Около полудня буря перешла в ураган. У судна сломало мачту, затем оторвало руль и с невероятной силой понесло на прибрежные рифы, где, пенясь, с ревом разбивались громадные волны.
— Это все из-за проклятых христианок! — кричали моряки. — Клянусь Вакхом, мы видели эту желтолицую женщину в амфитеатре.
Заслышав такие речи, Нехушта поспешила вниз, в каюту к своей госпоже, жестоко страдавшей от качки. Наверху же царила настоящая паника: не только экипаж судна, но даже невольники-гребцы кинулись к запасам спиртного и старались хмелем отогнать ужас близкой смерти. Раза два эти возбужденные вином люди пытались ворваться в каюту, угрожая выбросить в море христианок, виновниц их гибели. Но Нехушта, стоя в угрожающей позе у самой двери, грозила убить первого, кто сунется в каюту. Так прошла ночь, а когда рассвело, серая полоса берега уже вырисовывалась менее чем в полумиле от судна, которое быстро неслось на прибрежные скалы. Близость опасности отрезвила людей, они стали спускать шлюпки и вязать плоты из досок палубы. Видя, что все готовятся покинуть судно, Нехушта стала просить спасти их тоже, но женщину грубо оттолкнули, пригрозив смертью. Вдруг громадный вал подхватил галеру и бросил ее на скалы. Со страшным треском она врезалась носом между двумя рифами и засела на большой плоской скалистой мели.
Плот и шлюпка уже удалялись от судна, а Нехушта, полная отчаяния, смотрела им вслед. Вдруг страшный, нечеловеческий вопль покрыл рев бури и шум волн — плот и шлюпка, брошенные на скалы, разбились в щепки. С минуту несколько несчастных беспомощно барахтались в волнах, но скоро все исчезло — как будто и не бывало. Тогда Нехушта, воссылая благодарение Богу, еще раз сохранившему им жизнь, вернулась в каюту и рассказала своей госпоже о случившемся.
— Да простит им Господь прегрешения их! — сказала Рахиль. — Что же касается нас, то не все ли равно, утонуть там, на плоту, или здесь, на галере?!
— Мы не утонем, госпожа, в этом я уверена! — возразила Нехушта
— Что дает тебе эту уверенность?

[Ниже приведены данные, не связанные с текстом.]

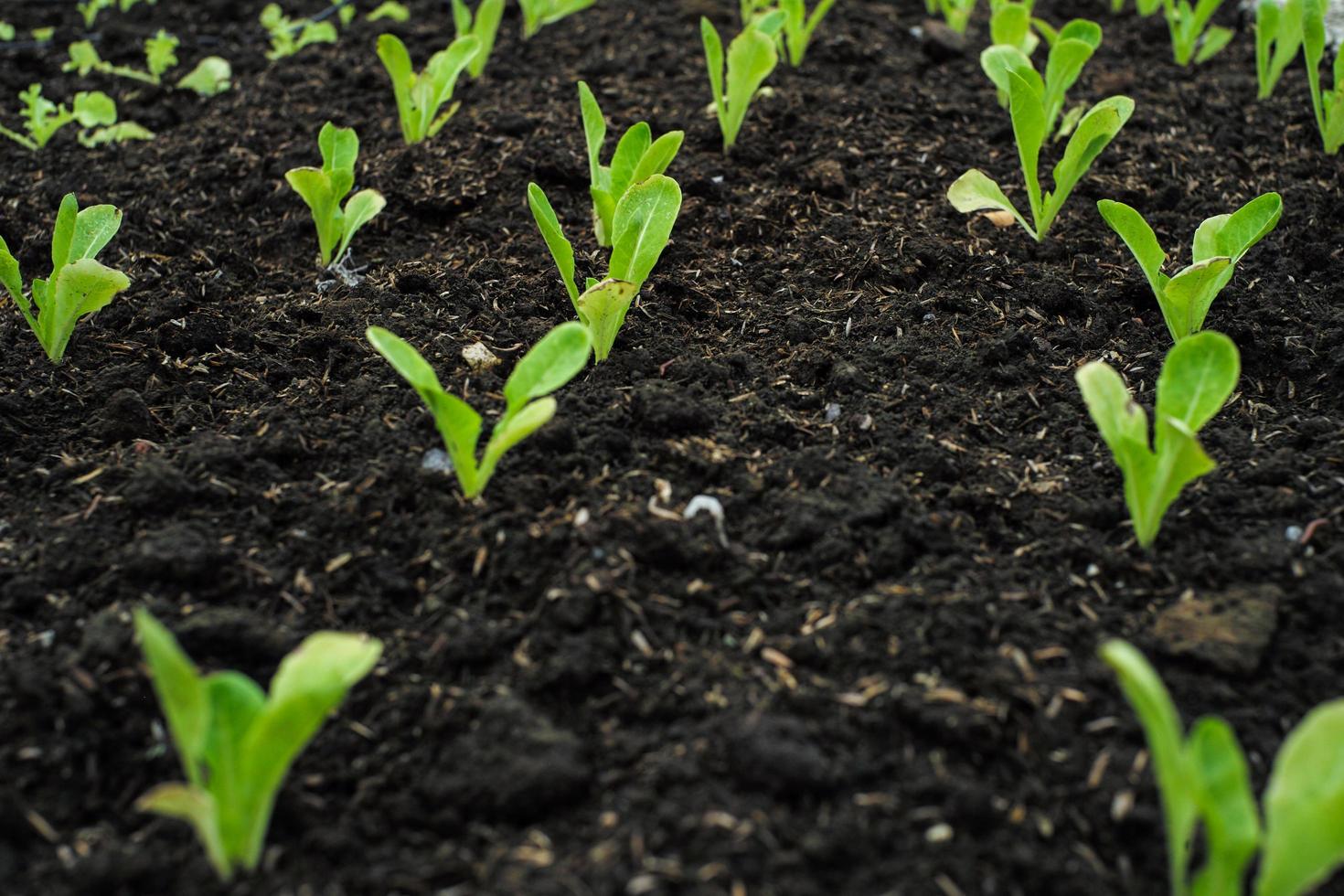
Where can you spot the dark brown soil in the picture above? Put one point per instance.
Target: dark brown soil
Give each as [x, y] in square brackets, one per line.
[884, 684]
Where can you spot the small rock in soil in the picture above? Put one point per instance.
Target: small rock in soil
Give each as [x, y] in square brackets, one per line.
[1227, 630]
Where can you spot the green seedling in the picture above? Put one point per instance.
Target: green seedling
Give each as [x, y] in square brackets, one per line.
[1278, 37]
[421, 96]
[235, 741]
[798, 26]
[160, 55]
[555, 360]
[288, 37]
[752, 57]
[637, 157]
[1328, 105]
[1203, 781]
[641, 228]
[1195, 382]
[484, 26]
[94, 112]
[323, 188]
[78, 283]
[1070, 48]
[1220, 245]
[538, 14]
[211, 77]
[1031, 123]
[391, 11]
[1192, 37]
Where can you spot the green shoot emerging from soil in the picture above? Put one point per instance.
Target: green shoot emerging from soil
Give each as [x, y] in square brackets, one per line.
[555, 360]
[1203, 779]
[289, 37]
[484, 26]
[752, 57]
[1328, 105]
[1032, 101]
[637, 157]
[234, 741]
[1278, 37]
[323, 188]
[78, 283]
[1197, 380]
[1220, 245]
[421, 96]
[1192, 37]
[640, 229]
[537, 14]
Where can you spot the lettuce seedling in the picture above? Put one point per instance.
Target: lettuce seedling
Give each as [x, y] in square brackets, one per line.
[234, 741]
[1027, 103]
[551, 363]
[1203, 779]
[78, 283]
[323, 188]
[1278, 37]
[1329, 105]
[1198, 377]
[537, 14]
[798, 26]
[637, 157]
[1220, 245]
[1192, 37]
[752, 57]
[641, 228]
[421, 96]
[288, 37]
[484, 26]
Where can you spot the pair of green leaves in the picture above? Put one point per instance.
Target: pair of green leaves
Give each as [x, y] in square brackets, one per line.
[421, 96]
[323, 188]
[637, 157]
[78, 283]
[551, 363]
[752, 57]
[1192, 37]
[1220, 245]
[1278, 37]
[484, 26]
[538, 14]
[1029, 105]
[1070, 48]
[640, 229]
[235, 741]
[1328, 105]
[1195, 382]
[1201, 778]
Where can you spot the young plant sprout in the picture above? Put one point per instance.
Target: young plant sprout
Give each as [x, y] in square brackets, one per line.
[323, 188]
[1195, 382]
[637, 157]
[288, 37]
[1220, 245]
[1328, 105]
[537, 14]
[752, 57]
[640, 229]
[1031, 108]
[234, 741]
[1192, 37]
[78, 283]
[1278, 37]
[555, 360]
[1203, 781]
[484, 26]
[1070, 48]
[421, 96]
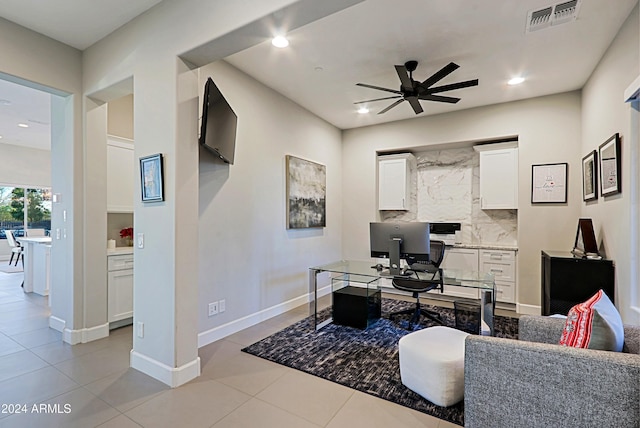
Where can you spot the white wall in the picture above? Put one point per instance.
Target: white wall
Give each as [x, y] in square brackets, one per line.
[24, 166]
[165, 121]
[548, 130]
[247, 256]
[604, 113]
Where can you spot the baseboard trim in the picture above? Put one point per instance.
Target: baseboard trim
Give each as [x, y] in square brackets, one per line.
[57, 323]
[73, 337]
[523, 309]
[174, 377]
[220, 332]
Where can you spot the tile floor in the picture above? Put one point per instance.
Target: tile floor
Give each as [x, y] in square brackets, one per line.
[90, 385]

Видишь, как бушует море! — заметила Рахиль.
Как раз в этот момент новый вал с бешеной силой подхватил галеру и не только приподнял ее с мели, на которой она засела, но даже перенес через гряду рифов, о которые разбились плот и шлюпка, выбросив на мягкую песчаную отмель, где она и осталась, глубоко врезавшись в мокрый песок на расстоянии нескольких десятков сажень от берега. Затем, как бы закончив свое дело, ветер разом спал, и на закате море совершенно утихло, как часто бывает на Сирийском побережье. Теперь Рахиль и Нехушта, если бы были в силах, могли беспрепятственно достигнуть берега, но об этом не стоило и думать: то, что должно было случиться и чего Нехушта с тревогой ждала с часу на час, теперь ожидалось с минуты на минуту. Перед закатом у Рахили родилась дочь…
— Дай мне поглядеть на ребенка! — попросила молодая мать, и Нехушта показала ей при свете уже зажженного в каюте светильника хорошенького младенца, правда очень маленького, но белокожего, с большими синими глазами и темными вьющимися волосиками.
Долго и любовно смотрела на своего ребенка Рахиль, затем сказала: ‘Принеси сюда воды: пока еще есть время, надо окрестить младенца’.
И во имя Святой Троицы, освятив воду, мать дрожащей рукой, смоченной в этой воде, трижды осенила крестным знамением девочку, дав ей имя Мириам.
— А теперь, — прошептала Рахиль, — проживет ли она один час или целую жизнь, все равно, она крещена мною и будет христианкой… Тебе, Ноу, я поручаю дочь, как приемной матери. Передай ей также завещание ее покойного отца, чтобы она не смела брать себе в мужья человека, который не исповедует Христа Распятого, такова и моя воля!
— О, зачем ты говоришь такие слова, госпожа?!
— Я умираю, Ноу, я это чувствую… Теперь, когда мой ребенок рожден для жизни временной и вечной, я с радостью иду к тому, который ждет меня в новом загробном мире, и к Господу нашему Богу… Дай мне вина, оно восстановит мои силы — мне надо сказать тебе еще многое, а я чувствую, что слабею!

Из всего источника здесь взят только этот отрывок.